If we had written it instead as taking a const T&, then no copy takes place entering the method, which is great. But when passing the variable to another method, if it takes the argument by value, a copy occurs.
Lastly, if we had written T&, then an rvalue would not bind to it, causing a compiler error.
The most generally correct way to implement this is with std::forward(), which will always do the right thing for you.
template<typename T> void ProcessAndStore(T&& var) { // Process // ... // The type of |var| could be an rvalue reference, which means we
// should pass an rvalue to Store. However, it could also be an lvalue
// reference, which means we should pass an lvalue. // Note that just doing Store(var); will always pass an lvalue and
// doing Store(std::move(var)) will always pass an rvalue. Forward does
// the right thing by casting to rvalue only if var is an rvalue
// reference. Store(std::forward<T>(var)); }
http://pastebin.com/raw.php?i=rVRebELt
This sounds lot like std::move(), which also casts to an rvalue.
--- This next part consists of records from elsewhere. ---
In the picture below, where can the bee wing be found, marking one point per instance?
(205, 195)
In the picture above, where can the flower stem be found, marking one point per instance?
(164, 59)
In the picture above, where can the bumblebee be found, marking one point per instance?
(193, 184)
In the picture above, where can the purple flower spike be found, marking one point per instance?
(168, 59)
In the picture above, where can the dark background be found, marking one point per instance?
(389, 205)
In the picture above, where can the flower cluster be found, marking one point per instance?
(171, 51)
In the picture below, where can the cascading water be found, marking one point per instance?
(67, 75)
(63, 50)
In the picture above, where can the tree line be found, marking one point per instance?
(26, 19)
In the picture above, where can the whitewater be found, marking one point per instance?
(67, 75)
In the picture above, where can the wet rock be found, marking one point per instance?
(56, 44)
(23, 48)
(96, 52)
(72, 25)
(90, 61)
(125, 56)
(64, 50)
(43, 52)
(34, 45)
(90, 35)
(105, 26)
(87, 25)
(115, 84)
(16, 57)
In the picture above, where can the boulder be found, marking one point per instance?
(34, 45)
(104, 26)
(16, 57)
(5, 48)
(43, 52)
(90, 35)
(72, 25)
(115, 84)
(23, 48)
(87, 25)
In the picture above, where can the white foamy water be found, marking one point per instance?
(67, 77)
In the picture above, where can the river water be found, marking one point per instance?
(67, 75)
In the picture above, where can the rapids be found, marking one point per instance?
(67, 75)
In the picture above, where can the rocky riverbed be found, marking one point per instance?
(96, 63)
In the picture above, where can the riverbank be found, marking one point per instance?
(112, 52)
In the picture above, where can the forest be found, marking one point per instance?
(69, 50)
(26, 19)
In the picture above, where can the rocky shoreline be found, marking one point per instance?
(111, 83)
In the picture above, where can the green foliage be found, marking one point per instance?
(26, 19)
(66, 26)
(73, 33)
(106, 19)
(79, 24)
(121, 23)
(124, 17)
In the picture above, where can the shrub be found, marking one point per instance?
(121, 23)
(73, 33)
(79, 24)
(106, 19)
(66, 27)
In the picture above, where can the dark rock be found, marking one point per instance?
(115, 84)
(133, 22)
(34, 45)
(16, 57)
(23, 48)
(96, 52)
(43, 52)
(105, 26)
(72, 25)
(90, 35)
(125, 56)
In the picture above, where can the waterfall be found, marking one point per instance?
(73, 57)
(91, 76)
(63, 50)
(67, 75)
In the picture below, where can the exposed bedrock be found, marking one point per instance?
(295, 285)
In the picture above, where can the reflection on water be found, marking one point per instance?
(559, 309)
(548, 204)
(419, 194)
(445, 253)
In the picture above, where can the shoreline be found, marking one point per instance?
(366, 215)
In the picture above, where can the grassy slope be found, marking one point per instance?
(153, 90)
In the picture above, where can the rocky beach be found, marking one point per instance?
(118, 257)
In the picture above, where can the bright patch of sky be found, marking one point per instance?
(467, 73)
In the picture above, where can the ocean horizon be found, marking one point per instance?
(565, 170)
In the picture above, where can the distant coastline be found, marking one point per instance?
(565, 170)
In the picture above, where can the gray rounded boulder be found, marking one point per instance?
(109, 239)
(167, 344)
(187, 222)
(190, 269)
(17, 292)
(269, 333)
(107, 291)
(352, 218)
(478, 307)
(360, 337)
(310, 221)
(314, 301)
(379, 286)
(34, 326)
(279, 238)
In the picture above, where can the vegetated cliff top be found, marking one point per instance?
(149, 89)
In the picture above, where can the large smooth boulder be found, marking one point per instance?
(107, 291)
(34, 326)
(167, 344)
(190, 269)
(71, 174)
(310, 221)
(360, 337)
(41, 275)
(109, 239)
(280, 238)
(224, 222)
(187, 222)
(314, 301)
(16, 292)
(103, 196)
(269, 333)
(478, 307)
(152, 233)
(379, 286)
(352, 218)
But std::forward() will avoid casting to an rvalue if the argument is an lvalue reference. It’s implementation is conceptually something like:
if (is_lvalue_reference<T>::value)
return t;
return std::move(t);
That is, it preserves lvalue references. Why?
Because doing std::move() on an lvalue reference is bad! Code producing an lvalue reference expects the object to remain valid. But code receiving an rvalue reference expects to be able to steal from it. This leaves you with a reference pointing to a potentially-invalid object.
// Although Chromium disallows non-const lvalue references, this
// situation is still possible in templates. void Oops(MyType& type) { // Move is destructive. It can change |type| which is an lvalue
// reference. MyType local_type = std::move(type); // Work with local_type. // ... } int main(int argc, char **argv) { MyType type; // Don't move type, just pass it. Oops(type); // Oops, this is a null pointer dereference. *type.pointer = 314; }
http://pastebin.com/raw.php?i=cPrYgGhr
For perfect forwarding in templates (ie arguments of type T&&), use std::forward() instead of std::move().